In 1923, Masson described, for the first time, an atypical papillary endothelial proliferation similar to angiosarcoma. Such regions were designated as “intravascular papillary endothelial hyperplasia” by Clearkin & Enzinger in 1976 (4). The most common clinical symptom is a slowly-growing nodule, with bluish or reddish discoloration of the overlying skin (2, 5). IPEH may occur in any blood vessel of the body, but is more prevalent on the fingers, head, and the neck region. Most IPEHs are solitary and are located in the subcutis, measuring less than 2 cm in diameter (1, 3). However, in the case reported here, IPEHs occurred both on the superficial skin and in the intermuscular area, which initially led to the incorrect diagnosis of amelanotic melanoma and its subcutaneous metastases. Co-existence of multiple IPEHs occurring both on the superficial skin and in the soft tissue is rare, with only one case, reported by Higashi et al. in 2009 (3). This report described a 75-year-old man, who presented with multiple recurrent black-coloured skin papules in association with a radiolucent lesion on his tibia (3).

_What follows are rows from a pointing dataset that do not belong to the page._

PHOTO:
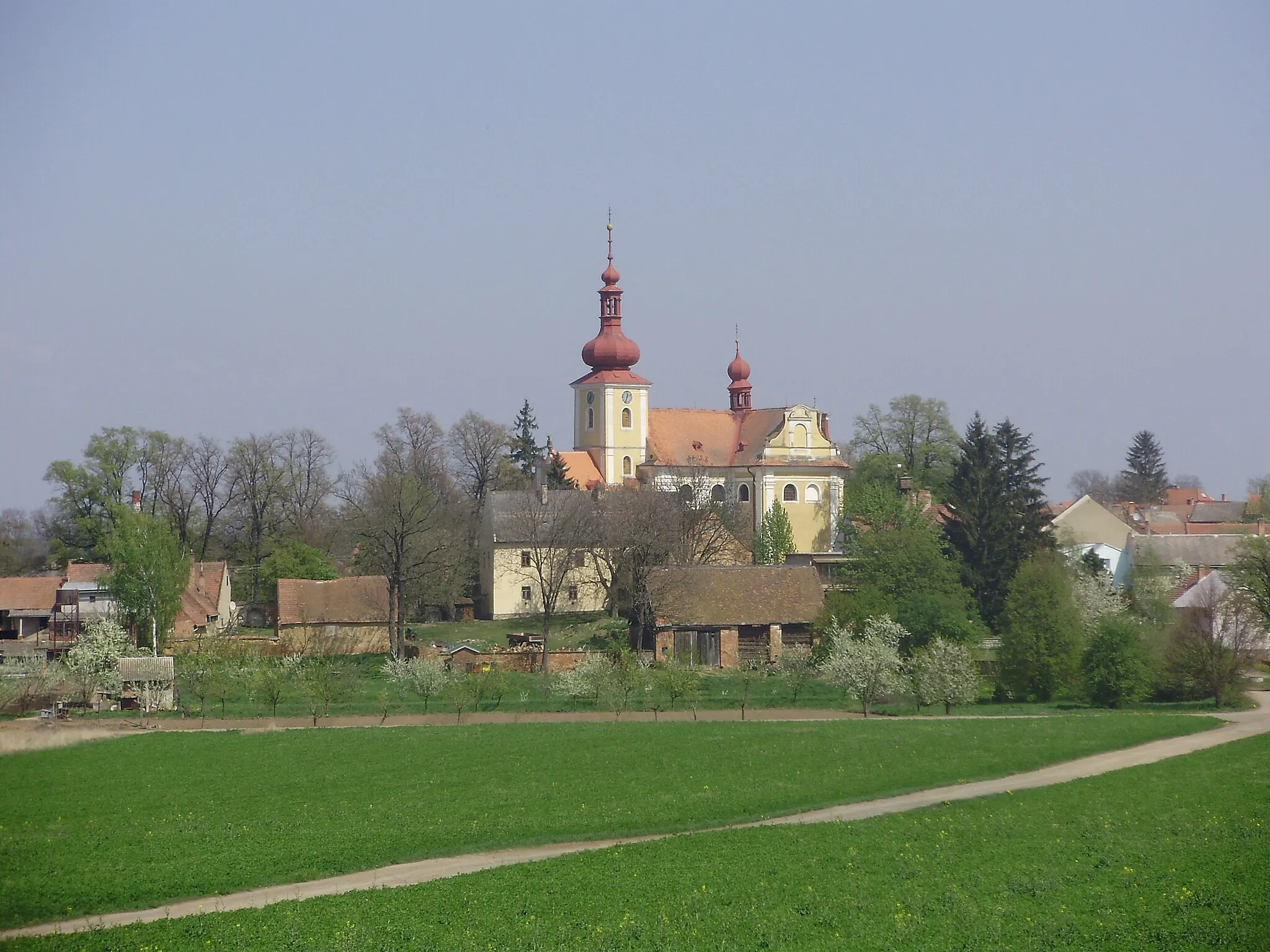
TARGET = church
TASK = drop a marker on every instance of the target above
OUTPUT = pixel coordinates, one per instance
(742, 455)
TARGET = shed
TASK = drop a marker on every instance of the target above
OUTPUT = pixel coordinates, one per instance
(723, 615)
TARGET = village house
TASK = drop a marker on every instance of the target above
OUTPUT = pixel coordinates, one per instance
(723, 616)
(337, 617)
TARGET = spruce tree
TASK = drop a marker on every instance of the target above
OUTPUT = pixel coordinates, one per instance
(525, 450)
(775, 539)
(1146, 479)
(997, 508)
(557, 474)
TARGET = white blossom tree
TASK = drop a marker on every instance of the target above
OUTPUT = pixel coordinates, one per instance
(866, 666)
(945, 673)
(426, 678)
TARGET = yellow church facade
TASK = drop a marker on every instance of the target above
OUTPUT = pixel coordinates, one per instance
(746, 457)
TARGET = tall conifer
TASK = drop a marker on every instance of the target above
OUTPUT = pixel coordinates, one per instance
(1146, 479)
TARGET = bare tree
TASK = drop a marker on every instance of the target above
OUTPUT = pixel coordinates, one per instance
(215, 485)
(1094, 483)
(478, 446)
(403, 512)
(305, 457)
(557, 531)
(1213, 640)
(260, 477)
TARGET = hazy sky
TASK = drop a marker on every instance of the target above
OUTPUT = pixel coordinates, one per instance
(241, 218)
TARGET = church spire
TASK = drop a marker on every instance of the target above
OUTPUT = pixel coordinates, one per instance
(610, 350)
(738, 371)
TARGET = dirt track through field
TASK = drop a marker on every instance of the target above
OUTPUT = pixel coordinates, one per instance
(1242, 724)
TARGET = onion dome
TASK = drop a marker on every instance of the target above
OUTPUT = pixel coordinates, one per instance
(610, 350)
(739, 389)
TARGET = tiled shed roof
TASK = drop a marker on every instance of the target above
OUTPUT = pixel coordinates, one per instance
(737, 594)
(356, 599)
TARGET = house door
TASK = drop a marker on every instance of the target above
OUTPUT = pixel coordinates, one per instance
(698, 648)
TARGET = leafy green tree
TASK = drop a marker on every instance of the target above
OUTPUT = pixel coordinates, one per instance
(149, 571)
(945, 673)
(1114, 668)
(1145, 480)
(997, 505)
(1041, 635)
(913, 430)
(775, 539)
(525, 450)
(1251, 573)
(295, 560)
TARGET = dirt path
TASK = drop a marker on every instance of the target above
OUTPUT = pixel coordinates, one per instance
(1242, 724)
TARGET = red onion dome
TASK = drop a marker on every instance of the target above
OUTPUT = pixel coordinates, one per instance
(610, 350)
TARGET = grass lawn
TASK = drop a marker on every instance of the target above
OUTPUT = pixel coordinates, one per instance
(1171, 856)
(138, 822)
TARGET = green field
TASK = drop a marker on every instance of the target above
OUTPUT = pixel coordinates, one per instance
(138, 822)
(1171, 856)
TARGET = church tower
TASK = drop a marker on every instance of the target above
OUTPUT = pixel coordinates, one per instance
(610, 404)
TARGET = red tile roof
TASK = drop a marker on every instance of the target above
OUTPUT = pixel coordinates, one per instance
(30, 593)
(358, 598)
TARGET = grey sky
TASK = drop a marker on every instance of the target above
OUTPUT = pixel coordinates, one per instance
(235, 218)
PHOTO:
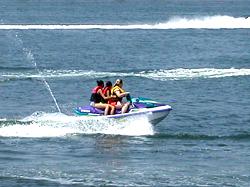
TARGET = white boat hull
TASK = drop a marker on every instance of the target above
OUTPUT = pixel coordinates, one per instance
(154, 115)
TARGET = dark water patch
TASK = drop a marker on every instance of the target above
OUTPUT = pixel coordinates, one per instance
(186, 136)
(20, 181)
(16, 69)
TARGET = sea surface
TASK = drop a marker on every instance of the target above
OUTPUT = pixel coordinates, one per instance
(193, 55)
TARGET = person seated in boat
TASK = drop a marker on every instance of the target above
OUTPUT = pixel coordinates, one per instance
(120, 93)
(108, 97)
(98, 99)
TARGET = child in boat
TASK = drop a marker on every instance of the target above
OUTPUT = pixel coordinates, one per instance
(120, 93)
(98, 99)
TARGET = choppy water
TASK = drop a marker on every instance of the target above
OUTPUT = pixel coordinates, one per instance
(193, 55)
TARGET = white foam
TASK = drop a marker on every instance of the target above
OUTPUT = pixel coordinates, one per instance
(205, 22)
(58, 124)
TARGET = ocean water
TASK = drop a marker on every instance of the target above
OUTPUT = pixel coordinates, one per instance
(193, 55)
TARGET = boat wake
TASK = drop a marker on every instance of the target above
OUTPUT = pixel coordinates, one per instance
(205, 22)
(161, 74)
(41, 124)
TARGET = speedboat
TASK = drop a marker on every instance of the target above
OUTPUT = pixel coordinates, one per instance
(154, 111)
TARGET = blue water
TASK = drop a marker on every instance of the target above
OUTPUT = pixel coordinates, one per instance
(193, 55)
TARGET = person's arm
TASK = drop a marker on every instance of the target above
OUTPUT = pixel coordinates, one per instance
(103, 96)
(119, 94)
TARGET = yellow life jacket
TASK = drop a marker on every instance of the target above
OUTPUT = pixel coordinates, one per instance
(116, 88)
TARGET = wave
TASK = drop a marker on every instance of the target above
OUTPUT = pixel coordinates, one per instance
(42, 124)
(162, 74)
(205, 22)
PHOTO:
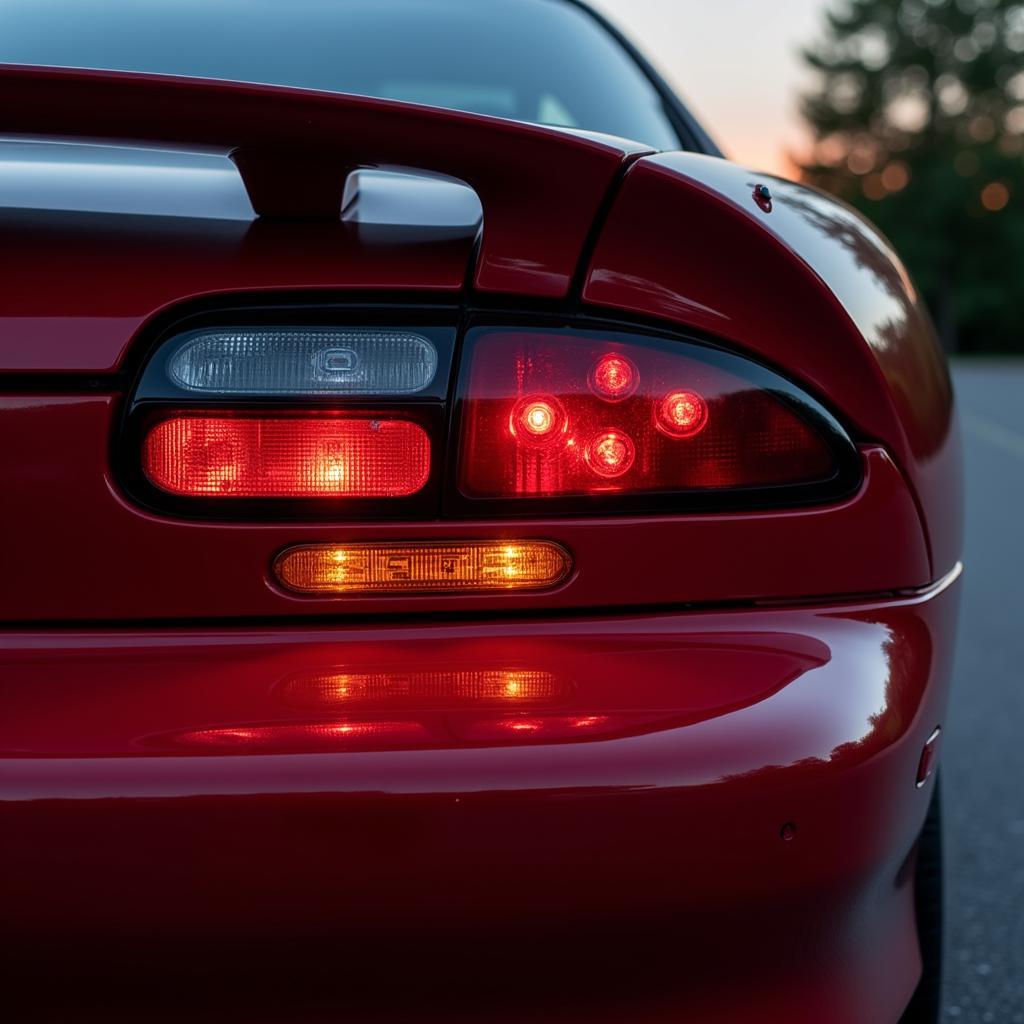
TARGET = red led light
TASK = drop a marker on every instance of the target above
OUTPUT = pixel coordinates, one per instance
(538, 419)
(232, 457)
(614, 377)
(641, 419)
(682, 414)
(610, 454)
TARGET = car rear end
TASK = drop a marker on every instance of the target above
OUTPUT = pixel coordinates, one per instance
(551, 621)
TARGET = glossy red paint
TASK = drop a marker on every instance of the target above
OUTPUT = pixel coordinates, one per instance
(809, 286)
(541, 188)
(54, 449)
(644, 842)
(139, 266)
(601, 807)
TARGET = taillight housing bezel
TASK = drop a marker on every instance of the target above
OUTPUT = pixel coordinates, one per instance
(155, 397)
(440, 411)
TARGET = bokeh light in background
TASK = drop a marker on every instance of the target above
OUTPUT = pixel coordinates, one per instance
(737, 66)
(911, 111)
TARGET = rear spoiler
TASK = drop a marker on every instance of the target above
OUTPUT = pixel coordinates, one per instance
(541, 188)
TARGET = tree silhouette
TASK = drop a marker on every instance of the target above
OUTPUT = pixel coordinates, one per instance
(919, 121)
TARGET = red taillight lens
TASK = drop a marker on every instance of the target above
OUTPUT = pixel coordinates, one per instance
(551, 415)
(215, 456)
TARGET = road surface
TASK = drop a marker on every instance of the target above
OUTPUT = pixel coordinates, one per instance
(983, 757)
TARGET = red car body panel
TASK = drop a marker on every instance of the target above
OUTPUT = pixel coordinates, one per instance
(751, 790)
(712, 811)
(807, 284)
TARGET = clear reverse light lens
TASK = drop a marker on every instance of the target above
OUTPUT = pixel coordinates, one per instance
(304, 361)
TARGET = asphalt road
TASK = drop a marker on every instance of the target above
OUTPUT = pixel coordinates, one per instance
(983, 759)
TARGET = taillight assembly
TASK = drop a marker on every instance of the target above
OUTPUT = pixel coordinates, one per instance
(218, 456)
(567, 415)
(323, 422)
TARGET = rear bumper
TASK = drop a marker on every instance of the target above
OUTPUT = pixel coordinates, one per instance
(588, 812)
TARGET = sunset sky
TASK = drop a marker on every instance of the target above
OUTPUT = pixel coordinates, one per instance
(735, 62)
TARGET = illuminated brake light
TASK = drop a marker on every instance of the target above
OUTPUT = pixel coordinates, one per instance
(422, 568)
(295, 457)
(303, 361)
(610, 454)
(682, 414)
(635, 416)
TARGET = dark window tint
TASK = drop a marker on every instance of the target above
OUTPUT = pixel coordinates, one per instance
(541, 60)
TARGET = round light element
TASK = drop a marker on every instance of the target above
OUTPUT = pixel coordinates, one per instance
(681, 414)
(610, 454)
(614, 377)
(538, 420)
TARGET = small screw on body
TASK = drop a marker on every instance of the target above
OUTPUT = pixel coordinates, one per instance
(762, 196)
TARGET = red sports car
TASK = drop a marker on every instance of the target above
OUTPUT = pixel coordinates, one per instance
(470, 552)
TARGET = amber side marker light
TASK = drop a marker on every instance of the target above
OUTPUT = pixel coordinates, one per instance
(423, 568)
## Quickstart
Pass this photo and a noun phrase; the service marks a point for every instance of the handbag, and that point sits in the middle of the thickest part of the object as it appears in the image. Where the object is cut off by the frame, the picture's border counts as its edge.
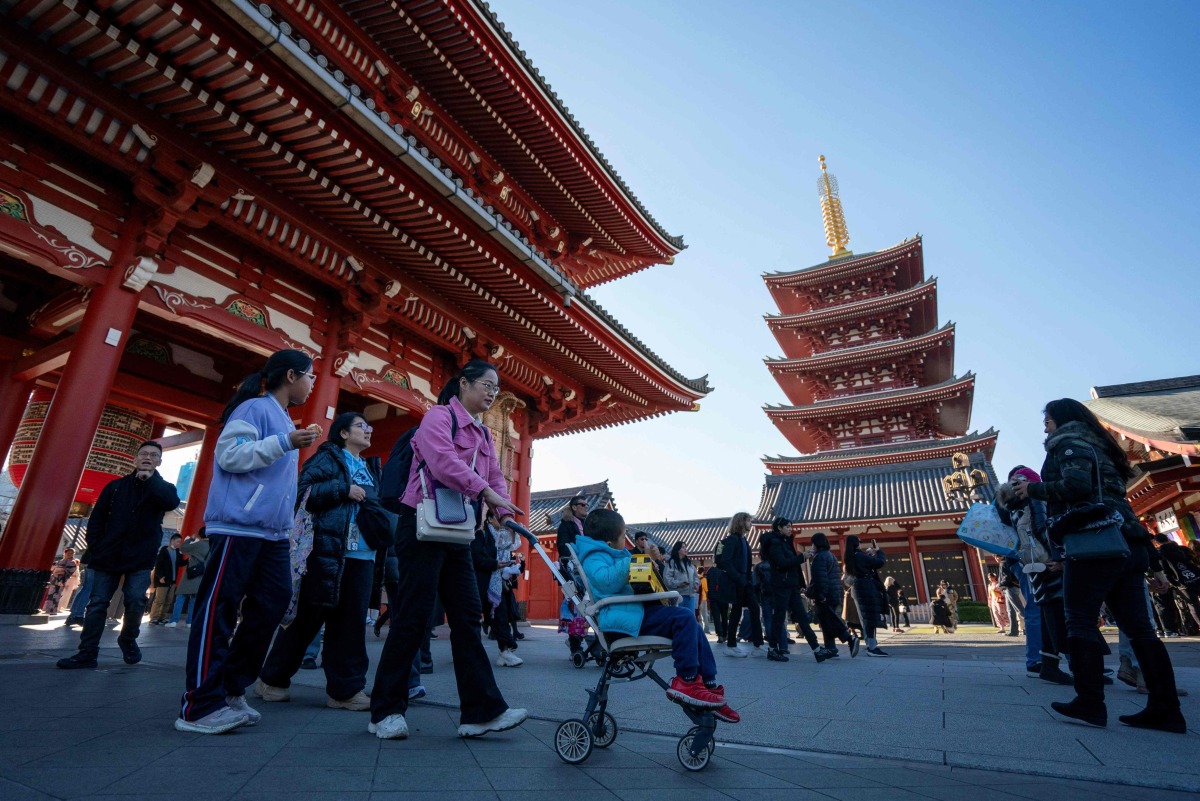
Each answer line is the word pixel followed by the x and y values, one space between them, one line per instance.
pixel 1090 530
pixel 445 516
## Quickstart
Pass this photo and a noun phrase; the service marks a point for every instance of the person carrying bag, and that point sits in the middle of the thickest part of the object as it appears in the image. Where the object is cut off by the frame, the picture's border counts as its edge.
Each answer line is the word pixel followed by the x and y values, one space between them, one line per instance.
pixel 454 450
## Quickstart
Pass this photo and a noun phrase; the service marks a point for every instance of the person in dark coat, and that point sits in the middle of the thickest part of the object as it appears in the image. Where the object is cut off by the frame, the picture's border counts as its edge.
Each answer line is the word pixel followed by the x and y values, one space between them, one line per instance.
pixel 336 590
pixel 735 556
pixel 863 565
pixel 826 592
pixel 786 584
pixel 1079 451
pixel 124 534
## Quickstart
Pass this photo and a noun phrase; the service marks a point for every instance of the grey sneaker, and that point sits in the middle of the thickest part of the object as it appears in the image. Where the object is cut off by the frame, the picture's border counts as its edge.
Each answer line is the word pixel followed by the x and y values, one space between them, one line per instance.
pixel 219 722
pixel 510 720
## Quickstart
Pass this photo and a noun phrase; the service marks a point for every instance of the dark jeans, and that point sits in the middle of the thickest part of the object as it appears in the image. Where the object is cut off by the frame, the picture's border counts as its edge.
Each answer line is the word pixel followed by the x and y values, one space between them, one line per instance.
pixel 243 574
pixel 430 568
pixel 1121 584
pixel 784 602
pixel 689 646
pixel 345 658
pixel 745 600
pixel 833 627
pixel 103 585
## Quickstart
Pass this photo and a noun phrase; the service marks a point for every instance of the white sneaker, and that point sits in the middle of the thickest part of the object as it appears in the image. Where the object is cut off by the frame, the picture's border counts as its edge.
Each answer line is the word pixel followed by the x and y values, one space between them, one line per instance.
pixel 238 704
pixel 394 727
pixel 510 720
pixel 219 722
pixel 509 660
pixel 269 693
pixel 357 703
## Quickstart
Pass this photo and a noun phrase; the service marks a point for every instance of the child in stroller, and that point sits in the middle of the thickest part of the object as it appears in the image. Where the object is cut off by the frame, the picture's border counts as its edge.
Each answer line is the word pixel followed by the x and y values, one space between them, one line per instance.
pixel 605 562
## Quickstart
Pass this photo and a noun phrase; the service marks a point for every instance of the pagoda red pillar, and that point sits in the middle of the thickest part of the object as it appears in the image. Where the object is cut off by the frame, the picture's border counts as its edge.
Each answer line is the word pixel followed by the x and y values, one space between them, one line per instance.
pixel 35 525
pixel 198 495
pixel 13 398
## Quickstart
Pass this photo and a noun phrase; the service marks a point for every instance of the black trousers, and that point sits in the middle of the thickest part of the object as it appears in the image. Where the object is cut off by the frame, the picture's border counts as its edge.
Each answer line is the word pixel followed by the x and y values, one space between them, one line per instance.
pixel 345 652
pixel 833 627
pixel 426 570
pixel 246 576
pixel 785 602
pixel 745 600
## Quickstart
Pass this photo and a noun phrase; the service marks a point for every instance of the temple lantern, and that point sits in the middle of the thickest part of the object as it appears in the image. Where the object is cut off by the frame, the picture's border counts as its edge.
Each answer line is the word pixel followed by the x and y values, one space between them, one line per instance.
pixel 117 440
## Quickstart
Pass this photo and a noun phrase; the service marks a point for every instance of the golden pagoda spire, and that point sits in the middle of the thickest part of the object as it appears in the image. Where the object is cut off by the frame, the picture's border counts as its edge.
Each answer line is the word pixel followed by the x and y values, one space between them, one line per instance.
pixel 831 211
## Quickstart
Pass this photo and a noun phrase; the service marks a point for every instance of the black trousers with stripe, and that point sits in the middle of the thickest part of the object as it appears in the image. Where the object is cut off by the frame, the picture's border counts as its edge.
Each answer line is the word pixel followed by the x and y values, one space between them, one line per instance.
pixel 243 573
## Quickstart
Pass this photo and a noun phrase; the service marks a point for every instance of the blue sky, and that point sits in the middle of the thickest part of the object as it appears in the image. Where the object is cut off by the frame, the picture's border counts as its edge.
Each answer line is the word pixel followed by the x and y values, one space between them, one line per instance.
pixel 1047 151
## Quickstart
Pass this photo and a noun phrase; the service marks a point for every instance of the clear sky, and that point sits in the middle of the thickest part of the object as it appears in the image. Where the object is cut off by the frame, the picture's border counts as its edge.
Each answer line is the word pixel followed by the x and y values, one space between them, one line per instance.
pixel 1047 151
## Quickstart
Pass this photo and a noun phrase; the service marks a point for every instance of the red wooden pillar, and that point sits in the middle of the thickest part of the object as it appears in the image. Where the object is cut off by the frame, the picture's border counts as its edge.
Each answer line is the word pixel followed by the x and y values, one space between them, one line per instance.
pixel 13 398
pixel 321 408
pixel 198 495
pixel 35 527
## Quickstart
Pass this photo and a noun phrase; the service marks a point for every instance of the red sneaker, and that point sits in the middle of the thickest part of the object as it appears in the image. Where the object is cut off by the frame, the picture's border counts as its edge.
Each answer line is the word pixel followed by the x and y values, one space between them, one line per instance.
pixel 694 693
pixel 727 715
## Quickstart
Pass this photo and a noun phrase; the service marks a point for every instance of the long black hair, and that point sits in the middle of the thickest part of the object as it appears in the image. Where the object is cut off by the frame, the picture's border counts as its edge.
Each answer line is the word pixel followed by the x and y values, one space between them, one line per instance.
pixel 472 371
pixel 269 378
pixel 847 559
pixel 1068 410
pixel 678 561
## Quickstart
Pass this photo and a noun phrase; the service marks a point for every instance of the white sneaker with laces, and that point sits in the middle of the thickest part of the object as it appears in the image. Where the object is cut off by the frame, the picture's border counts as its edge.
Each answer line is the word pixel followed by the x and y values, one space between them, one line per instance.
pixel 510 720
pixel 509 660
pixel 357 703
pixel 219 722
pixel 269 693
pixel 394 727
pixel 238 704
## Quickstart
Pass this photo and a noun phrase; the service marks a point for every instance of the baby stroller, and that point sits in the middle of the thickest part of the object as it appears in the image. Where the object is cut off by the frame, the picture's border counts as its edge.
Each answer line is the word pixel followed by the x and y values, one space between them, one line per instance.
pixel 628 658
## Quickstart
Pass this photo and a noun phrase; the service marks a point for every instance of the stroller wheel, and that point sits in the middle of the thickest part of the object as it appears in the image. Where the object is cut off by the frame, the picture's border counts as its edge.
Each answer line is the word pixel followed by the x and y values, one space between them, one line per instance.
pixel 573 742
pixel 603 728
pixel 693 762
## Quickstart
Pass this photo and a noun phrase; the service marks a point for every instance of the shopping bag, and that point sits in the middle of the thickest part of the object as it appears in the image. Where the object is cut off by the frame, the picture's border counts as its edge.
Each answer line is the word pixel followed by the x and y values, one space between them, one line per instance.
pixel 983 529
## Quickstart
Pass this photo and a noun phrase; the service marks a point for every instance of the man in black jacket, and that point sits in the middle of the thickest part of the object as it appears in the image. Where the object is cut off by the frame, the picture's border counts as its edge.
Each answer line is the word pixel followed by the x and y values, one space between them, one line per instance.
pixel 124 534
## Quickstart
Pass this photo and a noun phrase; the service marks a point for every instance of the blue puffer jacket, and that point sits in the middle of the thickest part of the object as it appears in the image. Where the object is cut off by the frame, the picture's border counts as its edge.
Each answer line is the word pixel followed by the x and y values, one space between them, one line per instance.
pixel 607 571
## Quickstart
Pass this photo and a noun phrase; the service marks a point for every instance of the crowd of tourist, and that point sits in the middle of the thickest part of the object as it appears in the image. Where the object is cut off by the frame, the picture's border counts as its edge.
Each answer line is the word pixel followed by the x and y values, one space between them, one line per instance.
pixel 288 567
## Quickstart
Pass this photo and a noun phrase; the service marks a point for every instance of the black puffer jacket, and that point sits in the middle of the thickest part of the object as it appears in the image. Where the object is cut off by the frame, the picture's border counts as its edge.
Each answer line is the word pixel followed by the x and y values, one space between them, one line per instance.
pixel 871 604
pixel 779 552
pixel 327 480
pixel 827 585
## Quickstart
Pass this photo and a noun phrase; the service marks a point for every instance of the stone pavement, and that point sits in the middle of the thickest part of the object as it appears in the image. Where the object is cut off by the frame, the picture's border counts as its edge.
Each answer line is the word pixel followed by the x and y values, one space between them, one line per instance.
pixel 916 726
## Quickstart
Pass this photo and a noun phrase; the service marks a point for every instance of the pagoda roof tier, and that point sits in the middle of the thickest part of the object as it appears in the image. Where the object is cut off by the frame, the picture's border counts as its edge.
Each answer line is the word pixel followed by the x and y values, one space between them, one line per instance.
pixel 951 401
pixel 313 175
pixel 1162 415
pixel 907 253
pixel 935 350
pixel 484 82
pixel 893 453
pixel 897 493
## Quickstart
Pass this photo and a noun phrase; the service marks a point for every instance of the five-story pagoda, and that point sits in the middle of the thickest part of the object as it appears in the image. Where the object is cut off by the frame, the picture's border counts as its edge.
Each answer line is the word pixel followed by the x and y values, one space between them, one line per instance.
pixel 876 409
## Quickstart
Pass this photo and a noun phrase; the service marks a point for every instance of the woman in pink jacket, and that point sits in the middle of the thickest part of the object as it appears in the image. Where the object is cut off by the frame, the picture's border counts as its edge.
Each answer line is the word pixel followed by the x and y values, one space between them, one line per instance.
pixel 455 449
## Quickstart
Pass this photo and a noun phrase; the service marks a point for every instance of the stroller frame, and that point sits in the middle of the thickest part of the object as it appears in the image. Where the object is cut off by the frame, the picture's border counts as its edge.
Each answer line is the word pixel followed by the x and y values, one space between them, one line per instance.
pixel 628 658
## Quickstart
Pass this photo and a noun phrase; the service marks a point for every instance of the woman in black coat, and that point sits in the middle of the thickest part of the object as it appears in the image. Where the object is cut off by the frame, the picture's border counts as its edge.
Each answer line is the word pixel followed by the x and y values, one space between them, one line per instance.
pixel 336 589
pixel 1078 451
pixel 868 589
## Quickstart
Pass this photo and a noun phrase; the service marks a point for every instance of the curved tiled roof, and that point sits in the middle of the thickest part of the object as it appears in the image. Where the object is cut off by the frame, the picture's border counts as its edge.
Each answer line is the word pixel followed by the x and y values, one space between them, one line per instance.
pixel 885 492
pixel 677 241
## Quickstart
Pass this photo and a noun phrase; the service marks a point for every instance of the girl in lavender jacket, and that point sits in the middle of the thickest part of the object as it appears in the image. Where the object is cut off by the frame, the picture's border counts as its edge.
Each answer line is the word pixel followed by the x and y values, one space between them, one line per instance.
pixel 429 568
pixel 249 517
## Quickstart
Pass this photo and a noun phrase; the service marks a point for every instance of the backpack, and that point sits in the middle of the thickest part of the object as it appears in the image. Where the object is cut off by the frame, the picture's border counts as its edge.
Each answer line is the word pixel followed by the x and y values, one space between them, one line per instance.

Although there are several reports regarding multiple IPEHs, its pathogenesis is still unclear. However, formation of thrombosis due to systemic disease or a drug may be correlated with its onset (3, 6, 7). The case reported by Higashi et al. (3), as described above, had a history of hepatitis C and subsequent hepatoma. In another study, Petry et al. (6) described a 47-year-old man with multiple IPEHs in the spinal column, who had a history of Wegener granulomatosis. The authors suggested the possibility of underlying thrombosis of the basivertebral venous plexus (6). Gordon et al. (7) reported a 62-year-old woman with multiple IPEHs on the forearms, receiving oral prednisone therapy for advanced sarcoidosis.
In addition, previous reports have shown that multiple IPEHs often occurred on the fingers or arms, suggestive of the sites that vulnerable to traumas. Sung et al. (8) reported that, in their study of 19 patients with finger IPEHs, one patient had 2 lesions extending into the interdigital web space. In a similar study, Stewart & Smoller (9) reported an 80-year-old woman with multiple IPEHs distributed on the upper arms in addition to the face and neck. Likewise, Gordon et al. (7) reported a case of a 62-year-old woman with 2 nodules of IPEHs on the forearm. Another basic research study suggests that pathogenesis of IPEH involves an autocrine loop of endothelial basic fibroblast growth factor (bFGF) secretion, which stimulates proliferation of endothelial cells (10). Thus, it is possible that the onset of IPEH could be triggered by secretion of bFGF from macrophages at the site of trauma (11).
On the basis of these previous reports, we speculate that the patient’s involuntary movement due to Parkinson’s disease may have caused frequent trauma to his back, leading to the development of multiple IPEHs nearby.
This work was partially supported by the National Cancer Center Research and Development Fund (26-A-4).